Reputation: 2521
I've been using SDL to render graphics in C. I know there are several options to create graphics at the pixel level on Windows, including SDL and OpenGL. But how do these programs do it? Fine, I can use SDL. But I'd like to know what SDL is doing so I don't feel like an ignorant fool. Am I the only one slightly frustrated by the opaque layer of frosting on modern computers?
A short explanation as to how this is done on other operating systems would also be interesting, but I am most concerned with Windows.
Edit: Since this question seems to be somehow unclear, this is precisely what I want: I would like to know how pixel level graphics manipulations (drawing on the screen pixel by pixel) works on Windows. What do libraries like SDL do with the operating system to allow this to happen. I can manipulate the screen pixel by pixel using SDL, so what magic happens in SDL to let me do this?
Upvotes: 1
Views: 860
Reputation: 47972
Windows has many graphics APIs. Some are layers built on top of others (e.g., GDI+ on top of GDI), and others are completely independent stacks (like the Direct3D family).

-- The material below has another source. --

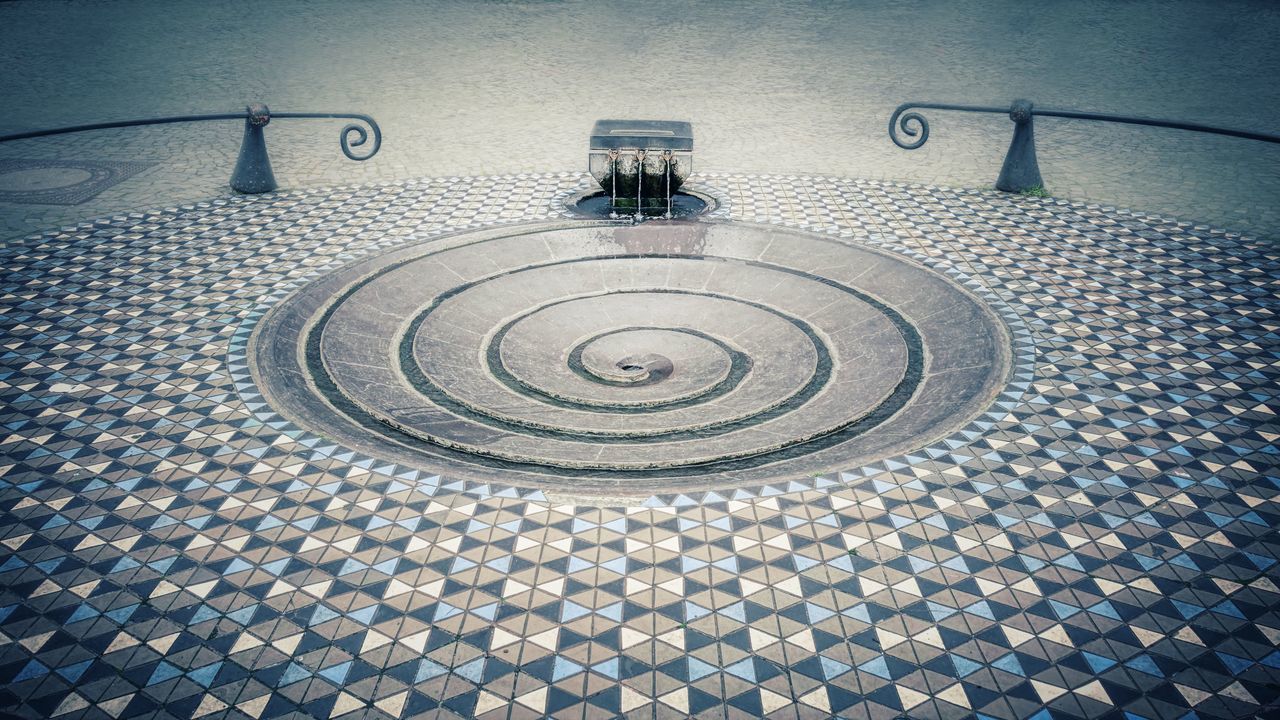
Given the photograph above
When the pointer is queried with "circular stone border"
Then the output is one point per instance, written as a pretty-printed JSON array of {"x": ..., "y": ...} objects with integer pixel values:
[{"x": 1020, "y": 373}]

In an API like GDI, there are functions like SetPixel which let you change the value of a single pixel on the screen (or within a region of the screen that you have access to). But using SetPixel to setting lots of pixels is generally slow.
If you were to build a photorealistic renderer, like a ray tracer, then you'd probably build up a bitmap in memory (pixel by pixel), and use an API like BitBlt that sends the entire bitmap to the screen at once. This is much faster.
But it still may not be fast enough for rendering something like video. Moving all that data from system memory to the video card memory takes time. For video, it's common to use a graphics stack that's closer to the low-level graphics drivers and hardware. If the graphics card can do the video decompression directly, then sending the compressed video stream to the card will be much more efficient than sending the decompressed data from system memory to the video card--and that's often the limiting factor.
But conceptually, it's the same thing: you're manipulating a bitmap (or texture or surface or raster or ...), but that bitmap lives in graphics memory, and you're issuing commands to the GPU to set the pixels the way you want, and then to display that bitmap at some portion of the screen (often with some sort of transformation).
Modern graphics processors actually run little programs--called shaders--that can (among other things) do calculations to determine the pixel values. The GPUs are optimized to do these types of calculations and can do many of them in parallel. But ultimately, it boils down to getting the pixel values into some sort of bitmap in video memory.